A fourth-generation young farmer has spoken out about how his family worked through their succession planning difficulties to encourage others to get prepared.
Devon Young Farmers’ Club county chairman Matt Darke, 28, works on the family farm in south Devon with his father and brother.
The mixed farm, which has dairy, sheep, beef and arable enterprises, has been in the family since the 1960s, when Matt’s great-grandfather was at the helm.
He left shares to his six grandchildren, including Matt’s father.
Six years ago, Matt’s great uncle had a stroke and then made the decision to retire.
However, the situation soon became messy, as no retirement or succession planning had yet been done.
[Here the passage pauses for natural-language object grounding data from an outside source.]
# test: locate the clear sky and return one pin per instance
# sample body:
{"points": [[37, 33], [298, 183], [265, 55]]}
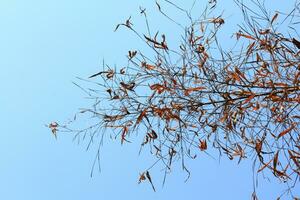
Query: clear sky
{"points": [[44, 45]]}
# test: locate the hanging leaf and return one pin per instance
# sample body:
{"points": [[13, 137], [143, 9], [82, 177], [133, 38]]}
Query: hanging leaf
{"points": [[274, 18], [285, 131], [203, 145]]}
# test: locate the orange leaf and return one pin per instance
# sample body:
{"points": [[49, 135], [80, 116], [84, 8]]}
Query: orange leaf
{"points": [[265, 165], [189, 90], [245, 36], [203, 145], [249, 98], [275, 160], [274, 18], [286, 131]]}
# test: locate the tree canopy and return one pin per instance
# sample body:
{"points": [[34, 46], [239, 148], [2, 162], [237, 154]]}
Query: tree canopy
{"points": [[200, 97]]}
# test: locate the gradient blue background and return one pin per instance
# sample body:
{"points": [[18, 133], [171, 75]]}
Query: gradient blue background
{"points": [[44, 45]]}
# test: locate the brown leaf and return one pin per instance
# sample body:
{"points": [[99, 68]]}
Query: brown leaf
{"points": [[274, 18], [150, 180], [203, 145], [296, 43], [286, 131], [189, 90], [245, 36], [264, 166], [275, 161]]}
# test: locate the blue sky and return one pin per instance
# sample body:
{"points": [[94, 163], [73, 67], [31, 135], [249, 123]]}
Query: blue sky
{"points": [[44, 45]]}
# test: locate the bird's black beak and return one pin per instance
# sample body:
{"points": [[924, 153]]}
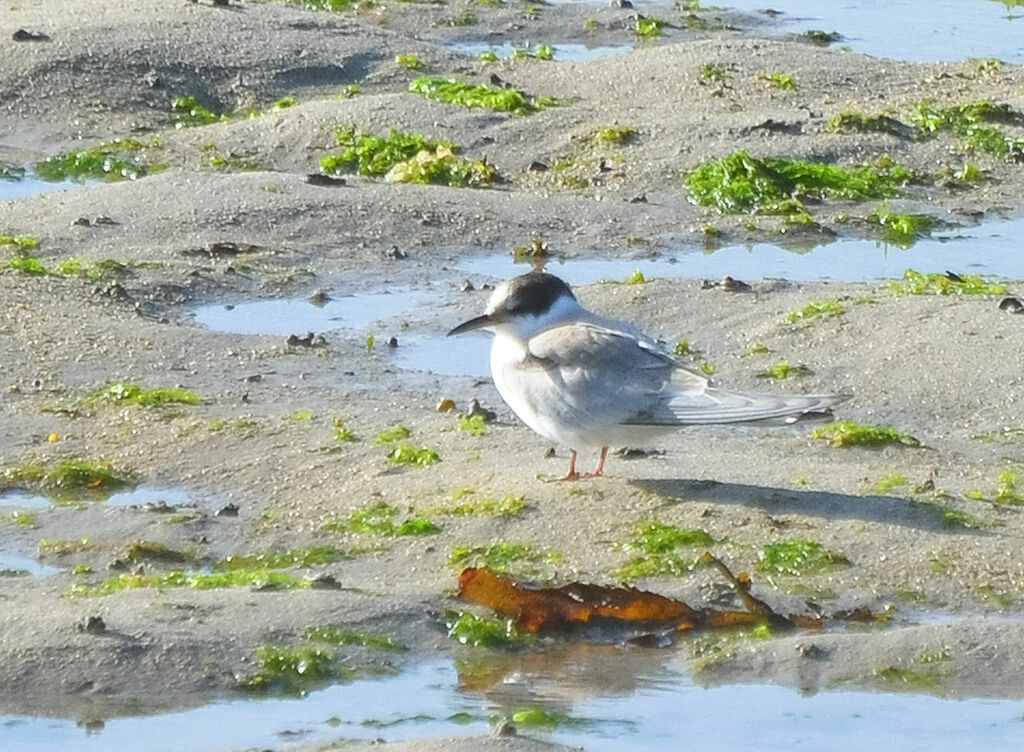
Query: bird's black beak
{"points": [[477, 323]]}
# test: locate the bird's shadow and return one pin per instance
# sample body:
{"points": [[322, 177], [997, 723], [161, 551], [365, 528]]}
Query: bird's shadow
{"points": [[920, 514]]}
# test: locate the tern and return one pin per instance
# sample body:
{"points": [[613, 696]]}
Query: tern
{"points": [[585, 381]]}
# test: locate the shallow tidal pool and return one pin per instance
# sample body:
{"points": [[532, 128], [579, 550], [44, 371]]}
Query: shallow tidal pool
{"points": [[633, 700]]}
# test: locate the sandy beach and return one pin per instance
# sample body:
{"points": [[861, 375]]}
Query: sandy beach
{"points": [[943, 368]]}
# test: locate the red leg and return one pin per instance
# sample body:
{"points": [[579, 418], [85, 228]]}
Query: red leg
{"points": [[599, 470], [571, 474]]}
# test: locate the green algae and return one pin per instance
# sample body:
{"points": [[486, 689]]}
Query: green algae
{"points": [[901, 677], [469, 629], [70, 475], [187, 113], [409, 60], [198, 580], [380, 518], [972, 122], [617, 134], [342, 432], [849, 433], [739, 182], [107, 269], [117, 160], [27, 265], [1007, 492], [783, 370], [64, 547], [648, 26], [404, 157], [849, 121], [23, 243], [407, 454], [502, 556], [302, 557], [816, 309], [453, 91], [654, 548], [915, 283], [341, 636], [509, 505], [135, 394], [153, 551], [799, 556], [293, 669], [901, 230], [397, 432], [778, 80], [473, 424]]}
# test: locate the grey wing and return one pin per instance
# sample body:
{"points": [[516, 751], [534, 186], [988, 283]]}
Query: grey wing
{"points": [[607, 375], [604, 376]]}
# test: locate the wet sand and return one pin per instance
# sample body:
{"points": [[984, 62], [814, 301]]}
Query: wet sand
{"points": [[945, 369]]}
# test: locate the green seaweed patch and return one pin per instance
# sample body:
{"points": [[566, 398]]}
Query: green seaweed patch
{"points": [[342, 432], [972, 123], [474, 424], [648, 26], [27, 265], [816, 309], [799, 556], [916, 283], [23, 517], [821, 38], [64, 547], [509, 505], [778, 80], [1008, 433], [540, 52], [398, 432], [187, 113], [305, 556], [71, 475], [154, 552], [117, 160], [783, 370], [407, 454], [135, 394], [739, 182], [502, 556], [371, 155], [994, 596], [293, 670], [335, 6], [849, 433], [107, 269], [902, 230], [23, 243], [1006, 493], [654, 547], [453, 91], [341, 636], [198, 580], [889, 483], [379, 518], [617, 134], [894, 677], [541, 718], [469, 629], [409, 60], [849, 121], [404, 157]]}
“We had no idea how a retirement was going to happen, how we were going to deal with everybody who had share in the business but weren’t really interested in being involved, and how we were going to move the business forward without crippling it,” Matt says.
“It was a frightening time. There were lots of talks about how many acres we were going to sell and how much of the farm we’d have left, and if everyone who wanted to was still going to be able to work here.”
Solving the problems
As none of Matt’s great uncle’s children were interested in the farm business, the family made the decision to narrow down who had shares to just Matt, his brother and their father.
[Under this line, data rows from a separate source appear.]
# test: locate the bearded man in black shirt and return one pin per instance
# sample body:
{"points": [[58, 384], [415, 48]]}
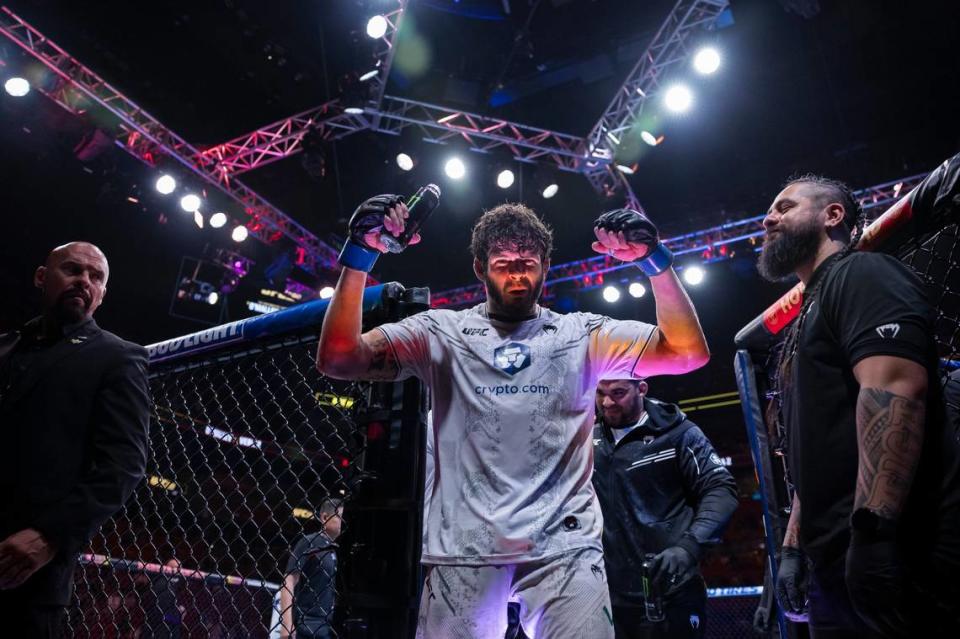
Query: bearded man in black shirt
{"points": [[871, 461]]}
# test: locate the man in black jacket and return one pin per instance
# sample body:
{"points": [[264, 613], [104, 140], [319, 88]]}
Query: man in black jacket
{"points": [[665, 497], [74, 413]]}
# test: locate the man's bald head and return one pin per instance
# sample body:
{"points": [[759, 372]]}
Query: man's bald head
{"points": [[73, 281]]}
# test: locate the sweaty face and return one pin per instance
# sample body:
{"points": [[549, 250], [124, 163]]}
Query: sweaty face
{"points": [[73, 282], [514, 281], [620, 402], [794, 232]]}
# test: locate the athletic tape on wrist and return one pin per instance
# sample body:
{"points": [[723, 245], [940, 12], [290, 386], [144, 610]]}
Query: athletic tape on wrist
{"points": [[358, 257], [659, 260]]}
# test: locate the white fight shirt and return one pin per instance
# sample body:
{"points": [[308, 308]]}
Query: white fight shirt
{"points": [[513, 413]]}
In order to pay out Matt’s great uncle and his three children, the family decided to invest in the most profitable part of the business – the dairy herd – rather than having to sell off land.
They approached the bank and were able to secure two large loans: one for the settlement amount (determined by the family based on the value of the company, what the business could afford and what the payee would accept) and one to move the business forward.
“Once we’d worked out how to move forward without losing anything, put a business plan together, and came up with the settlement, it was a huge weight off our shoulders,” Matt says.
“What we should have been planning over the last 20 years, we did in the last five years, and it’s been a really stressful time.
“Our situation is such a trend among other businesses and other farms.
“There can be such hard conversations about who should get what and how you’re going to do it.
“You can end up having arguments over who is entitled to what and everybody thinks they should have the same amount.”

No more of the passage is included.